As sci-fi author William Gibson once said, “The future is already here—it’s just not very evenly distributed.” It shows up in some places before others. And one of the places this particular aspect of the future has shown up first, oddly enough, is the Coca-Cola Village Amusement Park, a holiday village, theme park, and marketing event that opens seasonally in Israel. Sponsored by Facebook and Coke, the teenagers attending the park in the summer of 2010 were given bracelets containing a tiny piece of circuitry that allowed them to Like real-world objects. Wave the bracelet at the entrance to a ride, for example, and a status update posted to your account testifies that you’re about to embark. Take a picture of your friends with a special camera and wave the bracelet at it, and the photo’s posted with your identity already tagged.
Embedded in each bracelet is a radio-frequency identification (RFID) chip. RFID chips don’t need batteries, and there’s only one way to use them: call-and-response. Provide a little wireless electromagnetic power, and the chip chirps out a unique identifying code. Correlate the code with, say, a Facebook account, and you’re in business. A single chip can cost as little as $.07, and they’ll cost far less in the years to come.
Suddenly it’s possible for businesses to track each individual object they make across the globe. Affix a chip to an individual car part, and you can watch as the part travels to the car factory, gets assembled into a car, and makes its way to the show floor and then someone’s garage. No more inventory shrinkage, no more having to recall whole models of products because of the errors of one factory.
Conversely, RFID provides a framework by which a home could automatically inventory every object inside it—and track which objects are in which rooms. With a powerful enough signal, RFID could be a permanent solution to the lost-keys problem—and bring us face-to-face with what Forbes writer Reihan Salam calls “the powerful promise of a real world that can be indexed and organized as cleanly and coherently as Google has indexed and organized the Web.”
This phenomenon is called ambient intelligence. It’s based on a simple observation: The items you own, where you put them, and what you do with them is, after all, a great signal about what kind of person you are and what kind of preferences you have. “In the near future,” writes a team of ambient intelligence experts led by David Wright, “every manufactured product—our clothes, money, appliances, the paint on our walls, the carpets on our floors, our cars, everything—will be embedded with intelligence, networks of tiny sensors and actuators, which some have termed ‘smart dust.’”
And there’s a third set of powerful signals that is getting cheaper and cheaper. In 1990, it cost about $10 to sequence a single base pair—one “letter”—of DNA. By 1999, that number had dropped to $.90. In 2004, it crossed the $.01 threshold, and now, as I write in 2010, it costs one ten-thousandth of $.01. By the time this book comes out, it’ll undoubtedly cost exponentially less. By some point mid-decade, we ought to be able to sequence any random whole human genome for less than the cost of a sandwich.
It seems like something out of Gattaca, but the allure of adding this data to our profiles will be strong. While it’s increasingly clear that our DNA doesn’t determine everything about us—other cellular information sets, hormones, and our environment play a large role—there are undoubtedly numerous correlations between genetic material and behavior to be made. It’s not just that we’ll be able to predict and avert upcoming health issues with far greater accuracy—though that alone will be enough to get many of us in the door. By adding together DNA and behavioral data—like the location information from iPhones or the text of Facebook status updates—an enterprising scientist could run statistical regression analysis on an entire society.

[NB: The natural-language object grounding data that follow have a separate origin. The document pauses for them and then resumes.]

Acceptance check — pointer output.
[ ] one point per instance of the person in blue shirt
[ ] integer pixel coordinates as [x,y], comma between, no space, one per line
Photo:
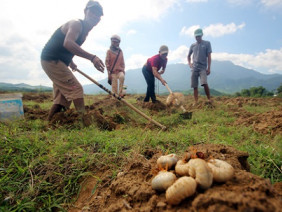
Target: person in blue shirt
[201,65]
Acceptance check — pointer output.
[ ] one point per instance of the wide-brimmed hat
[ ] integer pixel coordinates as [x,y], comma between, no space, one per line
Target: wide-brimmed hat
[95,6]
[198,32]
[163,49]
[115,37]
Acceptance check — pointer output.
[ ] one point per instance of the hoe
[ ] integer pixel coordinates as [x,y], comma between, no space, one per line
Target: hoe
[122,100]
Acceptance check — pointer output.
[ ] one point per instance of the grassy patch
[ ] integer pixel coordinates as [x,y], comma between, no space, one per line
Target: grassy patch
[41,168]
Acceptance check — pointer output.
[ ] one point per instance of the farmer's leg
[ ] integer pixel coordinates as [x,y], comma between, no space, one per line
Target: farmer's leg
[146,76]
[196,95]
[114,83]
[60,103]
[194,83]
[52,68]
[152,90]
[207,91]
[121,82]
[204,83]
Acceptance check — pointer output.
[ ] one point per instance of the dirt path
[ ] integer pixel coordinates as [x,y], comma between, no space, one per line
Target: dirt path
[131,190]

In all this data lie patterns yet undreamed of. Properly harnessed, it will fuel a level of filtering acuity that’s hard to imagine—a world in which nearly all of our objective experience is quantified, captured, and used to inform our environments. The biggest challenge, in fact, may be thinking of the right questions to ask of these enormous flows of binary digits. And increasingly, code will learn to ask these questions itself.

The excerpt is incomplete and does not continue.